Dr. Yan Wang is a distinguished researcher in data science, analytics, and machine learning, specializing in credit risk modeling, statistical analysis, and investment decision-making. With an exceptional academic background and hands-on industry experience, Dr. Wang has made significant contributions to predictive modeling, fraud detection, and financial risk assessment. Her work integrates advanced statistical techniques, machine learning algorithms, and big data analytics, impacting both academia and industry.

Professional Profile

Scopus

Education 🎓

Dr. Wang holds a Ph.D. in Analytics and Data Science from Kennesaw State University (GPA: 4.00), where she pioneered research in data-driven investment decision-making in peer-to-peer lending. She also earned an M.S. in Statistics from the University of Georgia (GPA: 4.00), further strengthening her expertise in mathematical modeling and predictive analytics. Her foundational education includes an M.S. in Pharmacokinetics (GPA: 3.92) and a B.S. in Pharmacy (GPA: 3.81) from China Pharmaceutical University, providing a unique interdisciplinary perspective in data science applications within finance, healthcare, and pharmaceuticals.

Experience 💼

Currently, Dr. Wang is a Statistician at Credigy Solutions, where she applies advanced analytics and machine learning to credit risk modeling and investment strategies. Her expertise in data visualization, predictive analytics, and risk assessment has led to a 10% reduction in model errors and improved financial forecasting. Previously, she interned at Hexaware Technologies, where she developed fraud detection models for Starbucks, leveraging cost-sensitive learning methods and ensemble techniques.

Research Interest 🔬

Dr. Wang’s research revolves around machine learning applications in financial analytics, statistical modeling, and credit risk assessment. She has developed novel models for predicting loan defaults, fraud detection, and investment risk. Her work integrates time-series analysis, ensemble learning, deep learning, and feature selection techniques to enhance model accuracy and efficiency.

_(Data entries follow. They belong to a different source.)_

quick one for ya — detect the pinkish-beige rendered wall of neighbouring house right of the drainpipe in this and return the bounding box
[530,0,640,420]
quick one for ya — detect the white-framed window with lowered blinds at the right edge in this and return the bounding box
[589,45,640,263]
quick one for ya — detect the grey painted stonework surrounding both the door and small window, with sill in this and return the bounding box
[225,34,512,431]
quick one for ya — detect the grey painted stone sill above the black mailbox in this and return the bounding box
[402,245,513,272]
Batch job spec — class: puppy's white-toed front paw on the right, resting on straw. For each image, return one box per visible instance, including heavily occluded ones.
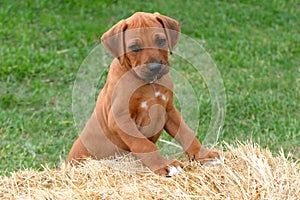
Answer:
[190,147,222,165]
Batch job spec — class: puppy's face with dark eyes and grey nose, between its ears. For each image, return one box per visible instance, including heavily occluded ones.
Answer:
[125,26,170,83]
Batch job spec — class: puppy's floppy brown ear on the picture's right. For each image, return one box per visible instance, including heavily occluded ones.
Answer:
[154,12,180,54]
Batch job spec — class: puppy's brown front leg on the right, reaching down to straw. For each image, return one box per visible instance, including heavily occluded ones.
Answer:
[164,106,220,164]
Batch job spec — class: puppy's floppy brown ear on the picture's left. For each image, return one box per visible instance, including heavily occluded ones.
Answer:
[101,20,127,63]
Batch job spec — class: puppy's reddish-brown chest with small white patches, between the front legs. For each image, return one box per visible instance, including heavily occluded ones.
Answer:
[130,85,170,137]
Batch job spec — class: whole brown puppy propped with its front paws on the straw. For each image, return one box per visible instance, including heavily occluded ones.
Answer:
[67,12,220,175]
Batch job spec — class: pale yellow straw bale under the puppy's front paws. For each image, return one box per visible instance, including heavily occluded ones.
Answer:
[0,144,300,199]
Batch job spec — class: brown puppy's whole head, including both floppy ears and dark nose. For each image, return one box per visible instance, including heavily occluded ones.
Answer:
[101,12,180,83]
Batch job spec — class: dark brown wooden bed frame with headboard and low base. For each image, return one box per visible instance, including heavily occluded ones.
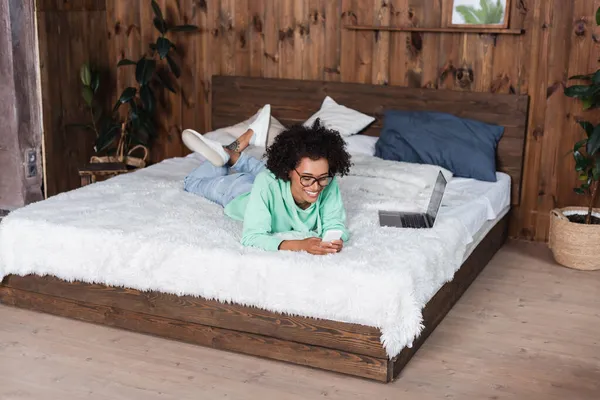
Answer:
[0,77,528,382]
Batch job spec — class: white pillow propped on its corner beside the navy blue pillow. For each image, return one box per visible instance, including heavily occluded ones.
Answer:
[304,96,375,136]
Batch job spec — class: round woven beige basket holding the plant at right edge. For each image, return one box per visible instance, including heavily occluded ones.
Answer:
[548,207,600,271]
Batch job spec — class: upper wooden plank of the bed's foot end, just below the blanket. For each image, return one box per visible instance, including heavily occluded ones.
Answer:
[3,275,386,358]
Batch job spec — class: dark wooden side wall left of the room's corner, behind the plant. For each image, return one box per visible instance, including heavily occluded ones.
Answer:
[37,0,109,196]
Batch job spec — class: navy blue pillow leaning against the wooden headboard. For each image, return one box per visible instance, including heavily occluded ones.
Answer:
[375,110,504,182]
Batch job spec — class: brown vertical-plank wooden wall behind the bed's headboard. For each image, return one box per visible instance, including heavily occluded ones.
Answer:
[38,0,600,240]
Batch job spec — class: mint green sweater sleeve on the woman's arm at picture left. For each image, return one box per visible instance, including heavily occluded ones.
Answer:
[242,179,283,251]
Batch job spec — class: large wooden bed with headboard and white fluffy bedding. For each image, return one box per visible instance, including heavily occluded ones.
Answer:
[0,76,528,382]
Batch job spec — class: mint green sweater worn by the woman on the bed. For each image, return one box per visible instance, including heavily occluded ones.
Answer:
[225,170,349,251]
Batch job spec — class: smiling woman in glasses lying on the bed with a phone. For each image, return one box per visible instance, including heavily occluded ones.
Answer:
[183,105,350,255]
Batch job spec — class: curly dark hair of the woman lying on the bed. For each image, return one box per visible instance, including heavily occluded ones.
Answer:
[267,119,351,181]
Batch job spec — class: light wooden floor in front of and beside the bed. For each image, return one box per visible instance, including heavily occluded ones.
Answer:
[0,242,600,400]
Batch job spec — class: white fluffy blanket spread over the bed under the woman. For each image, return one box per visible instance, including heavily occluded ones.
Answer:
[0,152,470,357]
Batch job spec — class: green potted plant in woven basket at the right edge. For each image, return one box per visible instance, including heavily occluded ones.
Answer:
[549,8,600,270]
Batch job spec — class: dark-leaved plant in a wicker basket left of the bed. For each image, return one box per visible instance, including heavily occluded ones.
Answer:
[80,0,198,168]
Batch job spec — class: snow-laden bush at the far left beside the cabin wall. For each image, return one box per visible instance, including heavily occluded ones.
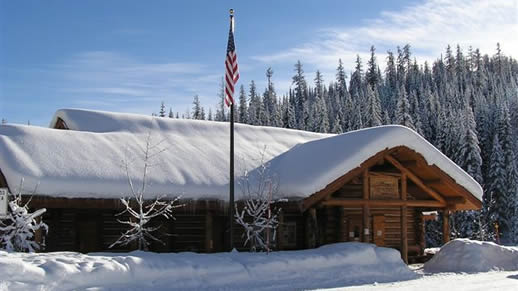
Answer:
[0,179,48,253]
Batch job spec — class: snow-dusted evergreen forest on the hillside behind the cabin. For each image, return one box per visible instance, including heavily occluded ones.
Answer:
[154,44,518,246]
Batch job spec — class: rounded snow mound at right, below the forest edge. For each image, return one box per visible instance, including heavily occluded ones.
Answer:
[424,239,518,273]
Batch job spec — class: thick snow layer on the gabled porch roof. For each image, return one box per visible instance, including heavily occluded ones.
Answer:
[258,125,482,200]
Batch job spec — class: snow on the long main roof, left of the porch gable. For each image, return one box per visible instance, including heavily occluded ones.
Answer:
[0,110,328,199]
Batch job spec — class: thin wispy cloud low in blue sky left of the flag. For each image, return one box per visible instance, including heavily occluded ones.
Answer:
[50,51,221,114]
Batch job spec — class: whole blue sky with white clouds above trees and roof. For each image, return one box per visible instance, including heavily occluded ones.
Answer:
[0,0,518,126]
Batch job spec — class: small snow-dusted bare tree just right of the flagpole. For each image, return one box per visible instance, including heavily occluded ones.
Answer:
[234,150,281,252]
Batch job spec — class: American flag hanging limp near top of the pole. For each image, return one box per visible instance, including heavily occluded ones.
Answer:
[225,16,239,107]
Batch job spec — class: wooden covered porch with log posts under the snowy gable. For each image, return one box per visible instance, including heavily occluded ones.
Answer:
[301,146,481,263]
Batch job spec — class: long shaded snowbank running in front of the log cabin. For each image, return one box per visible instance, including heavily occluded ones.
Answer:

She has also contributed to text mining and natural language processing (NLP), applying these techniques to analyze National Science Foundation (NSF) funding trends.

Award 🏅

Dr. Wang has been recognized for her research excellence with multiple accolades, including the Best Poster Award at ACMSE 2019 for her groundbreaking work in fraud detection. Her proposed machine learning models have significantly improved industry-standard risk assessments, and her patent-pending innovation in predictive modeling showcases her contributions to data-driven financial decision-making.

Top Noted Publication 📑

Title: A Survey of Machine Learning Methodologies for Loan Evaluation in Peer-to-Peer (P2P) Lending

Authors: Yan Wang, Xuelei (Sherry) Ni

This book chapter provides a comprehensive overview of machine learning techniques applied to loan evaluation in P2P lending, exploring methodologies such as supervised learning, ensemble models, and deep learning to enhance credit risk assessment and investment decision-making

Conclusion

Yan Wang is an exceptional candidate for the Best Researcher Award, with an impeccable academic record, innovative research, and real-world industry contributions in data science, finance, and machine learning. Strengthening publication output and expanding interdisciplinary collaborations will further enhance their research impact.